CHAPITRE 2
LES CICATRICES DU SILENCE
Le trajet vers le Cap-Haïtien m’avait semblé durer une éternité. Installée à l’arrière de la voiture, je regardais les paysages défiler à travers la vitre poussiéreuse, mais mon esprit était resté bloqué à Port-au-Prince, dans cette chambre où tout avait basculé. Arrivée dans la petite maison de ma tante, l’accueil fut poli mais glacial. Ici, personne ne parlait ouvertement du "drame", mais leurs regards pesaient sur moi comme un jugement silencieux. J'étais devenue la fille qu'on cache, l'erreur qu'on cherche à oublier loin de la capitale.
Je me sentais comme une étrangère dans ma propre famille. Le soir, le silence du Cap est différent de celui de Port-au-Prince ; il est profond, lourd, seulement interrompu par le bruit lointain des vagues qui s'écrasent contre le bord de mer. Chaque souvenir de ma vie d'avant me transperçait le cœur. Mais ce qui me faisait le plus mal, c'était l'absence de Nazaire Nicolas. Son visage, son sourire et la force qu'il m'insufflait me manquaient plus que tout. Nazaire était mon ancrage, la seule personne qui voyait en moi autre chose qu'une victime.

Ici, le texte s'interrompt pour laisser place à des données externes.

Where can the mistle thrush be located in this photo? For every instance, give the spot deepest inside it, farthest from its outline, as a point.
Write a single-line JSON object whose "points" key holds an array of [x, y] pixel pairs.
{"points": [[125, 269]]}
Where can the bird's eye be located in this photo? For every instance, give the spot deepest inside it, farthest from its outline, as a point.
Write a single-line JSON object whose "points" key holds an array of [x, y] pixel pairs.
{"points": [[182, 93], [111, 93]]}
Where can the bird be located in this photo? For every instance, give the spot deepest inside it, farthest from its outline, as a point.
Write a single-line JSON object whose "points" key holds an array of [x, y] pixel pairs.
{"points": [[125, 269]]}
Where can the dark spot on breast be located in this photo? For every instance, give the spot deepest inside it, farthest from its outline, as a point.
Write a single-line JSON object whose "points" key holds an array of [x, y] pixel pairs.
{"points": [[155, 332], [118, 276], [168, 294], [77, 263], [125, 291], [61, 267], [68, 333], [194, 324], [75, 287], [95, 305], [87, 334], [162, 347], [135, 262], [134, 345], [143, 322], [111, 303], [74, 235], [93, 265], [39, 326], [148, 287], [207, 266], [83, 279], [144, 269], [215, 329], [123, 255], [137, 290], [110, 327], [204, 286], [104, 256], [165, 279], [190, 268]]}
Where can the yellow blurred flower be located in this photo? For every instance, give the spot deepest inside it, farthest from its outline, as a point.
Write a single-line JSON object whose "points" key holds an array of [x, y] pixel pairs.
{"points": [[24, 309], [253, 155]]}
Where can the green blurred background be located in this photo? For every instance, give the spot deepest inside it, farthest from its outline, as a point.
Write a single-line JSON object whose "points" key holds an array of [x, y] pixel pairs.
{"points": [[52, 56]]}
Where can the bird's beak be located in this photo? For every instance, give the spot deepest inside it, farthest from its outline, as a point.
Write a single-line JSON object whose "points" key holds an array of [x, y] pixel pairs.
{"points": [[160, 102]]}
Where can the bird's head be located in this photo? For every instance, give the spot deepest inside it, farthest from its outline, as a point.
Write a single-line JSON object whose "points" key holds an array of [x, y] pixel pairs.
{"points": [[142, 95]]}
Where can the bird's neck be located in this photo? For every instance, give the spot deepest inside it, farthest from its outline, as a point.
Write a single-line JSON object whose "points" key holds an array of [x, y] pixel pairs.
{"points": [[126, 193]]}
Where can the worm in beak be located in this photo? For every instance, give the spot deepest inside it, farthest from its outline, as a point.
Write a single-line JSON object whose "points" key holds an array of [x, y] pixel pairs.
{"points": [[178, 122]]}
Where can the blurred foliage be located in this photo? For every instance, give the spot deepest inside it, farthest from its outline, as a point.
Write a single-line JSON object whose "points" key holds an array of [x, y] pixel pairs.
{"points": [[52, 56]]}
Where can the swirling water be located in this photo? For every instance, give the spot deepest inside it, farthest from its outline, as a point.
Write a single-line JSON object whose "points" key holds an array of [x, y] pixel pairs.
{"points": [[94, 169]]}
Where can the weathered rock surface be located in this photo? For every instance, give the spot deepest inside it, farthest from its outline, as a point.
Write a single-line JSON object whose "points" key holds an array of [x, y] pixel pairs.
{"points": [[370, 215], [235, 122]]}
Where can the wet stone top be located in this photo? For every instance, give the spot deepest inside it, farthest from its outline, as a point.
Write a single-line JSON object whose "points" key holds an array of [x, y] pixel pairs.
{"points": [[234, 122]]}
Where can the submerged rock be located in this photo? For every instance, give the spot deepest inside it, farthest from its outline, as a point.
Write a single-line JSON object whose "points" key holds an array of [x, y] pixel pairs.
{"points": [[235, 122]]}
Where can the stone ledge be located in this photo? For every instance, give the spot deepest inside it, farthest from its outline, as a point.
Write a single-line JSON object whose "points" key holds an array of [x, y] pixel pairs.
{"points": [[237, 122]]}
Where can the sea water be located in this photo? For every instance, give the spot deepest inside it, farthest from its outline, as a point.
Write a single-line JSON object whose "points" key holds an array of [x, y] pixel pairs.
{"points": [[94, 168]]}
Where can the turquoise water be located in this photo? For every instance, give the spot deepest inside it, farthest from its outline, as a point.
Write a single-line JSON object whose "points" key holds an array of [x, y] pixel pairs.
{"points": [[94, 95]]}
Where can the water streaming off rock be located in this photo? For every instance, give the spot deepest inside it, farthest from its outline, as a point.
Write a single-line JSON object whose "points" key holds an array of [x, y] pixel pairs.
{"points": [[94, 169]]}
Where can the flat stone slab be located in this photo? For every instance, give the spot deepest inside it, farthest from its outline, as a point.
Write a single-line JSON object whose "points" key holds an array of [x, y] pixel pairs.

Pour ne pas sombrer dans le désespoir et pour rester fidèle à la promesse que j'avais faite à Nazaire Nicolas, j'ai ouvert mon sac et j'en ai sorti mon vieux carnet aux pages jaunies. C’était mon seul refuge, le seul endroit où je n'avais pas besoin de porter un masque. J’ai saisi mon stylo et j’ai laissé la douleur se transformer en mots. Ce n’était plus seulement de l’encre, c’était un cri de guerre :
Chaque jour une douleur
Intense envahit mon cœur
Mais je me bats comme une guerrière
Je ne veux plus être la princesse de ce monde plein de guerre
Je transforme ma douleur
En une force redoutable
J’ai construit mon bonheur
À partir des fables
Certes je suis triste
Mais je ne laisse pas cette tristesse me guider
La vie c’est de lutter
Et je suis loin d’être égoïste
La vie m’a donné un fardeau
Mais je le regarde comme un cadeau
Je veux du bonheur
Dans un monde rempli de malheur
Quand j'eus fini d'écrire, le silence ne me faisait plus peur. J'ai relu ces lignes plusieurs fois, laissant chaque strophe s'ancrer dans mon esprit. Ce fardeau dont je parlais, cet exil forcé, je commençais à comprendre qu'il pouvait être mon plus grand atout. En acceptant ma tristesse sans la laisser me diriger, je venais de franchir une étape cruciale vers ma propre reconstruction.
Je savais que le lycée m'attendait le lendemain. Je savais que la "Classe des Huit" n'allait pas me faire de cadeaux. Mais en refermant mon carnet, je me suis promis une chose : personne ne verrait mes larmes. Ils verraient la guerrière que Nazaire Nicolas aimait tant. L'encre de l'inavouable avait commencé à tracer un chemin vers une liberté que personne ne pourrait plus me voler.